# Probably not a recommended machining practice



## DPittman (Nov 23, 2020)

I had to take off about another 40 thousands of inch on the thickness of these little half moon shape spacers.  I had done some hand filing but was getting crooked on them (and tired) and they needed to be fairly accurate.

I couldn't figure out any other way to hold them to skim off some material with the mill.  








View attachment 11826











View attachment 11826


There was an existing 3/16 hole in the pieces already and I used loctite to hold a small piece of rod in the hole which I could then clamp onto with the vise.

Pictures will explain what I did better.

I knew it was risky but didn't figure I would ruin anything other than the part if it didn't work.  It worked like a charm. I took only maximum 10 thou cut at a time cuz I was scared to bugger it all up.  I think the reason it worked is because pretty much all the pressure was down ward across the face of the piece evenly. 
The part is for a moving cocking mechanism on an air rifle.


----------



## RobinHood (Nov 23, 2020)

Good solution to your problem. You basically ended up with your vise jaws acting as a V-block to support the half cylinder. The rod was the fixturing device.

Another way items like that can be made is with “machining allowance stock”. In this case using square stock and turning the cylinder while leaving the ends square. You can split the whole thing and still be left with the square ends to hold in your vise for second op machining.






Once you have the required dimensions for your cylinder halves, just cut off the ends. The cylinder halves can easily be held in the vise for end machining.


----------



## DPittman (Nov 23, 2020)

RobinHood said:


> Good solution to your problem. You basically ended up with your vise jaws acting as a V-block to support the half cylinder. The rod was the fixturing device.
> 
> Another way items like that can be made is with “machining allowance stock”. In this case using square stock and turning the cylinder while leaving the ends square.

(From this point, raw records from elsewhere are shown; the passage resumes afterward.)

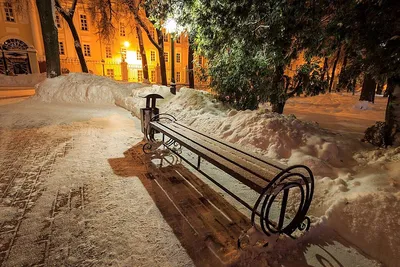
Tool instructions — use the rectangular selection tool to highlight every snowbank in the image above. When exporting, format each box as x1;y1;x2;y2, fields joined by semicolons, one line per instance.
0;73;46;87
35;73;118;104
32;73;400;266
325;193;400;267
35;73;150;106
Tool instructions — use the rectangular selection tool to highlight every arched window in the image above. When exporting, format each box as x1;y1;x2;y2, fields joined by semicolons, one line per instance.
2;39;29;50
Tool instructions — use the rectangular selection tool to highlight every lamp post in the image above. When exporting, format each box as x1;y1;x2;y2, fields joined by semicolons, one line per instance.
165;18;177;95
101;59;105;76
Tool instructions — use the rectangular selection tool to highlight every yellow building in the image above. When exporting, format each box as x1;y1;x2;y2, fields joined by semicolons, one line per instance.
0;0;204;85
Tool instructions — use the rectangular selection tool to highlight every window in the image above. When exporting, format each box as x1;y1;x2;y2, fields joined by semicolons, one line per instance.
137;70;143;82
150;29;155;39
106;69;114;79
175;36;181;44
105;46;112;58
163;33;168;42
151;70;155;82
198;56;203;65
80;14;88;31
136;50;141;60
56;14;62;28
119;23;126;36
176;72;181;83
150;51;156;62
164;52;169;63
83;44;91;57
176;53;181;63
59;42;65;55
4;2;15;22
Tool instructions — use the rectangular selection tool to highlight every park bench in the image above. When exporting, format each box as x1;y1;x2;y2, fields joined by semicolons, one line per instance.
140;94;314;244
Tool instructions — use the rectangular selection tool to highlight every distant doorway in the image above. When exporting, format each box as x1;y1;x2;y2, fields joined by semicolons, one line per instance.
0;39;31;75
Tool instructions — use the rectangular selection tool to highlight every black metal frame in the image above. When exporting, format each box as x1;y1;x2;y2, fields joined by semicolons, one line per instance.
143;113;314;240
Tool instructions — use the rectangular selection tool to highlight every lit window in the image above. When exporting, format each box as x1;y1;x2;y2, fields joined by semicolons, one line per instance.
150;51;156;62
137;50;141;60
105;46;112;58
163;33;168;42
4;2;15;22
176;53;181;63
119;23;125;37
151;70;155;82
164;52;168;63
137;70;143;82
106;69;114;78
83;44;91;57
175;36;181;44
59;42;65;55
80;14;88;31
56;14;62;28
176;72;181;83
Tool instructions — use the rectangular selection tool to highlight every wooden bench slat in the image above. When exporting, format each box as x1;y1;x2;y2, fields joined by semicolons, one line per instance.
168;122;280;180
150;121;268;193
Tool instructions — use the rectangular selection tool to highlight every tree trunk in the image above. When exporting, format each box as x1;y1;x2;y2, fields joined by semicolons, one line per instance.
36;0;61;78
329;46;341;92
156;29;167;86
64;16;88;73
360;74;376;103
385;77;400;145
321;57;328;82
338;53;348;92
376;80;384;95
270;66;286;114
136;25;149;81
188;34;195;88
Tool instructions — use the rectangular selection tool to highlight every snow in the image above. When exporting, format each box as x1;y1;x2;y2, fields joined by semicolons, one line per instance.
0;73;46;87
14;73;399;266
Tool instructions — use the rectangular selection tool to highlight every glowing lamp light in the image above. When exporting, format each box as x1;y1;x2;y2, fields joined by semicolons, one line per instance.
164;18;177;34
124;41;130;48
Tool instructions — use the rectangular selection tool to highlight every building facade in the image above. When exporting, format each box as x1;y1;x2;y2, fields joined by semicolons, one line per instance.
0;0;204;85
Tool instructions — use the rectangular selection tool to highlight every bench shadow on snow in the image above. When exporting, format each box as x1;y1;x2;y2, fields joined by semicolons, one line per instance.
107;142;374;267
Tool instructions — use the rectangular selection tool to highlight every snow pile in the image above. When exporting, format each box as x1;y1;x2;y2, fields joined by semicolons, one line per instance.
34;73;150;106
35;73;117;104
353;100;374;110
0;73;46;87
324;193;400;267
160;88;363;178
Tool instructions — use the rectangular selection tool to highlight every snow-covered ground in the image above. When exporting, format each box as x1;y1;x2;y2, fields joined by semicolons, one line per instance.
1;73;399;266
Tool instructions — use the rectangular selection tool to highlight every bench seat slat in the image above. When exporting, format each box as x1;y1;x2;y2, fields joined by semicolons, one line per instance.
168;122;281;180
150;121;268;193
174;122;288;171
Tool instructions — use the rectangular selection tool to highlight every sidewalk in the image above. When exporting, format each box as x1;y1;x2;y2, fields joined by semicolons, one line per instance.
0;87;35;99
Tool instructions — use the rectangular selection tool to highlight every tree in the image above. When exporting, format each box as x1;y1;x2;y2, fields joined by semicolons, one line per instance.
178;0;323;113
136;25;149;81
36;0;61;78
122;0;170;85
188;33;195;88
55;0;88;73
360;74;376;103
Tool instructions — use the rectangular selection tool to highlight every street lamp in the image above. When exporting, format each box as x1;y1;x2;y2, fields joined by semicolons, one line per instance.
165;18;177;94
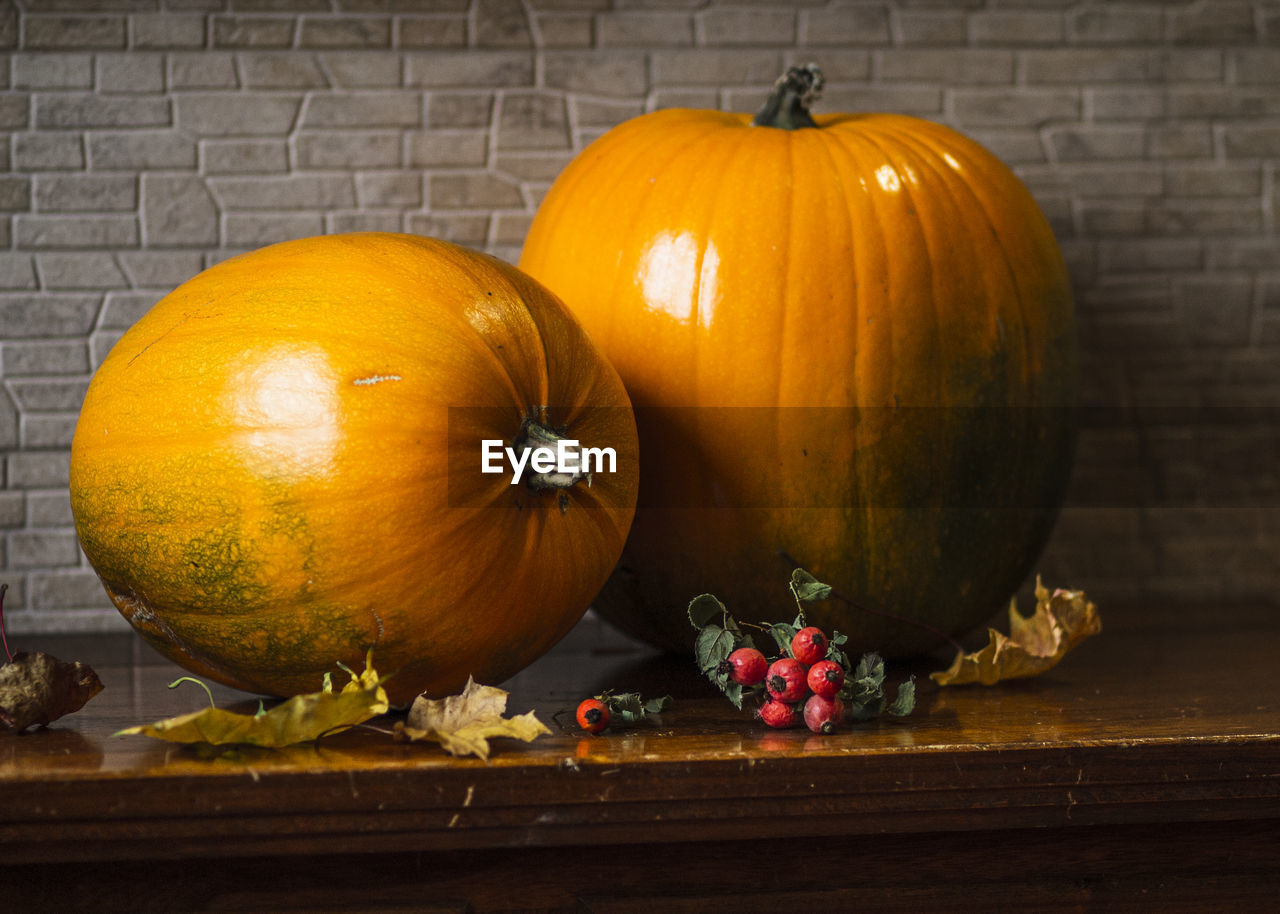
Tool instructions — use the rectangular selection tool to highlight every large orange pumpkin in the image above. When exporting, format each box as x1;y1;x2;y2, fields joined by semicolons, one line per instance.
519;66;1077;655
71;233;638;703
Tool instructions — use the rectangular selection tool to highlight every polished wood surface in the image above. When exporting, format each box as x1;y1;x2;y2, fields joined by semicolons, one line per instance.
5;602;1280;910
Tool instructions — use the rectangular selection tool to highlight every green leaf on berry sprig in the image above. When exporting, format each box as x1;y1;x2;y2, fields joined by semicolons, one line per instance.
842;651;916;721
789;568;833;604
598;690;673;726
689;593;757;708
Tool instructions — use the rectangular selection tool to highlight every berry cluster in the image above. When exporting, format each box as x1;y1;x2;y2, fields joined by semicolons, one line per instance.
690;568;916;733
723;624;848;733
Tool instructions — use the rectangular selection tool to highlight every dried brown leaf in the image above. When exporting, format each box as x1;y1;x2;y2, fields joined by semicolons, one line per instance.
0;651;104;733
931;578;1101;687
393;677;549;760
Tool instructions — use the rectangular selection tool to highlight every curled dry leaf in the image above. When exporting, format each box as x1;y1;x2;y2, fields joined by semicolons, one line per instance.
116;651;388;747
931;578;1101;687
394;677;549;760
0;652;104;733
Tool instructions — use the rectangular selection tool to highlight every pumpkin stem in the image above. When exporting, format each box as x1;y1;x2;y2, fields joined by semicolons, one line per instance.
515;417;593;493
751;64;823;130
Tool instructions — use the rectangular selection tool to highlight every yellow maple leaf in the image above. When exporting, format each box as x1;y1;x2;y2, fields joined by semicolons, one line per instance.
116;652;389;747
393;677;548;760
931;579;1101;686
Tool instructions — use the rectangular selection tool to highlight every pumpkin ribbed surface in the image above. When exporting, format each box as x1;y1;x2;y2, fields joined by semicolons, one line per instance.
519;102;1076;655
71;233;638;703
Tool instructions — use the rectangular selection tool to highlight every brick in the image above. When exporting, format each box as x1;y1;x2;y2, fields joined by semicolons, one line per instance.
22;414;77;449
492;211;532;245
493;151;574;181
7;531;81;568
429;172;523;209
89;132;198;170
970;10;1063;45
0;255;36;291
96;53;164;93
533;13;592;48
294;131;402;168
0;391;14;449
1059;166;1163;199
895;10;965;45
1099;239;1204;274
428;93;493;127
16;216;138;249
0;294;100;337
168;52;239;89
327;212;403;233
398;16;468;48
952;88;1078;127
0;176;32;212
1146;124;1212;160
1148;199;1263;237
231;0;329;9
1045;125;1144;162
1068;7;1162;44
36;94;170;129
819;86;941;115
23;15;126;50
0;494;22;529
7;450;72;489
406;213;489;247
223;213;324;247
497;92;569;149
406;50;533;87
142;175;219;247
100;290;164;329
212;15;296;47
406;130;488;167
238;51;329;88
89;331;125;369
1165;165;1261;198
34;175;136;213
1022;49;1222;84
475;0;532;47
117;252;202;288
208;175;356;209
1222;125;1280;159
651;49;782;86
798;50;871;83
1169;89;1280;119
0;95;29;129
876;49;1013;85
700;8;795;45
573;98;643;127
12;54;93;89
177;94;301;135
1174;278;1253;347
1167;1;1256;43
800;4;888;46
319;52;402;86
1078;200;1145;237
131;13;206;49
299;16;391;47
597;11;692;46
1208;239;1280;271
29;572;113;611
36;253;128;290
203;139;290;174
9;378;89;411
1089;88;1165;121
356;172;421;207
544;50;647;95
301;92;420;127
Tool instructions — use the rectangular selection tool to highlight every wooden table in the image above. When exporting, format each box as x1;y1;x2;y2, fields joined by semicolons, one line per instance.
4;600;1279;911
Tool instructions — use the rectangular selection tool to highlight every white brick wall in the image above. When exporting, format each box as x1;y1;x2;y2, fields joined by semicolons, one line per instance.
1;0;1278;632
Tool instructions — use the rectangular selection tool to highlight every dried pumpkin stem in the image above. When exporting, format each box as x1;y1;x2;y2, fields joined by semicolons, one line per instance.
751;64;824;130
515;416;593;492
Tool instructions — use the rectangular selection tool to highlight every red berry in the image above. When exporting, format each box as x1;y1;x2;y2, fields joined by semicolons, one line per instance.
726;647;768;686
758;699;797;729
576;698;610;734
765;657;808;703
803;693;845;734
791;626;828;665
806;659;845;698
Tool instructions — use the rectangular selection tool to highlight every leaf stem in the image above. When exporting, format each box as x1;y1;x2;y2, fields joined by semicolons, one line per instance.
169;676;217;709
777;551;965;654
0;583;12;664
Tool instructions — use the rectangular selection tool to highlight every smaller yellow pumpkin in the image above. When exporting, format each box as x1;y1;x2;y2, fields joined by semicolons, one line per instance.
71;233;638;703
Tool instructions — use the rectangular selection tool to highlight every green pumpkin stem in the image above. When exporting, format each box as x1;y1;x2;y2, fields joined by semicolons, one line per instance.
751;64;824;130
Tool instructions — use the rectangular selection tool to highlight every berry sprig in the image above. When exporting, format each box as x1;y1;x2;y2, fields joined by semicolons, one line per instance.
690;568;916;734
574;691;672;735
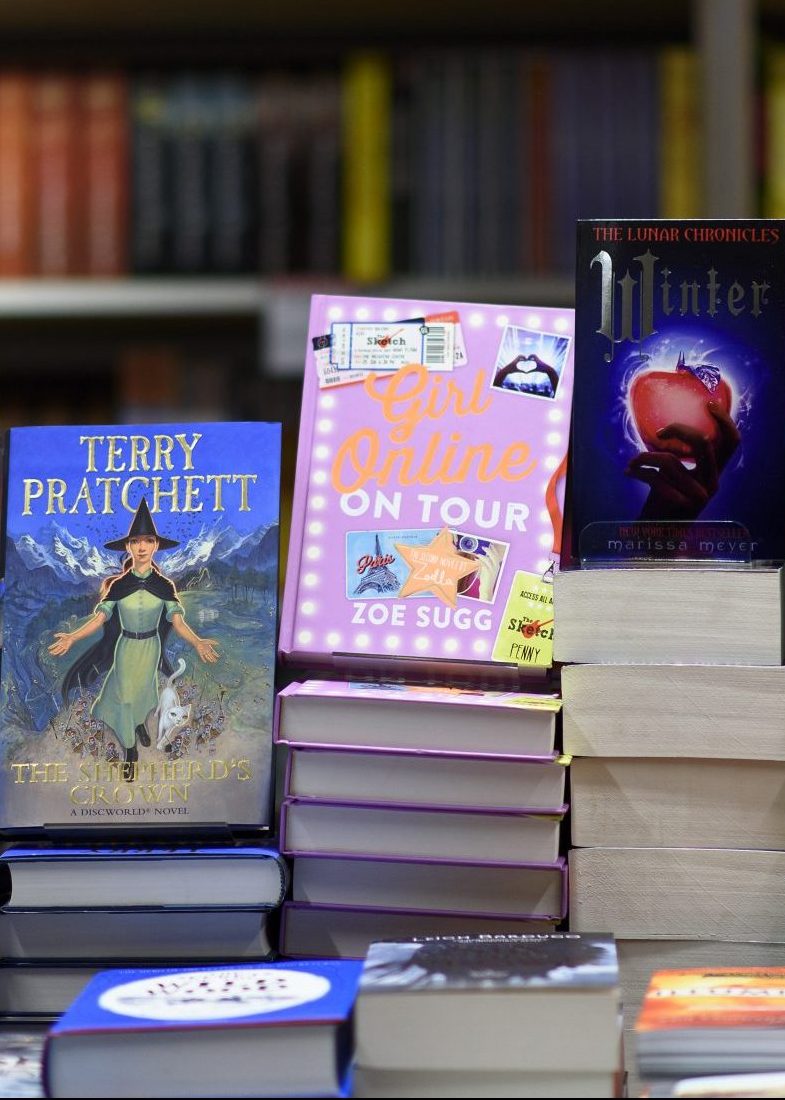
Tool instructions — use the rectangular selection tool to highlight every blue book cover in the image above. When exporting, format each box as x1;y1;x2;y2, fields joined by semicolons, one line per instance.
571;219;785;563
45;962;360;1098
0;421;281;832
49;960;363;1033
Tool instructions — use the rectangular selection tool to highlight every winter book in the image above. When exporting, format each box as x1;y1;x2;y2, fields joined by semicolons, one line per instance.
43;960;362;1098
279;293;575;682
355;933;621;1073
571;218;785;565
0;421;281;834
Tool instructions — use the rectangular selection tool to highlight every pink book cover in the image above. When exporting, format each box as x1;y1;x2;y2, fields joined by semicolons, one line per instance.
279;293;575;682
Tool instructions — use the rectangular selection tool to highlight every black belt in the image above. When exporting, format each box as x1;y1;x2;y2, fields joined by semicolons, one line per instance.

You can split the whole thing and still be left with the square ends to hold in your vise for second op machining.
> 
> ...


Oh thank you for that suggestion, I would have never thought of that.  I better write that down cuz I'm forgetting more these days than I should be and I end up doing alot more unnecessary machining  and mistakes than I need to be because of it.


----------



## RobinHood (Nov 23, 2020)

You are welcome.

This principle works very well also for machining odd shapes that need to be held in various positions and set-ups; and long, flat tapers (ie making a new gib).


----------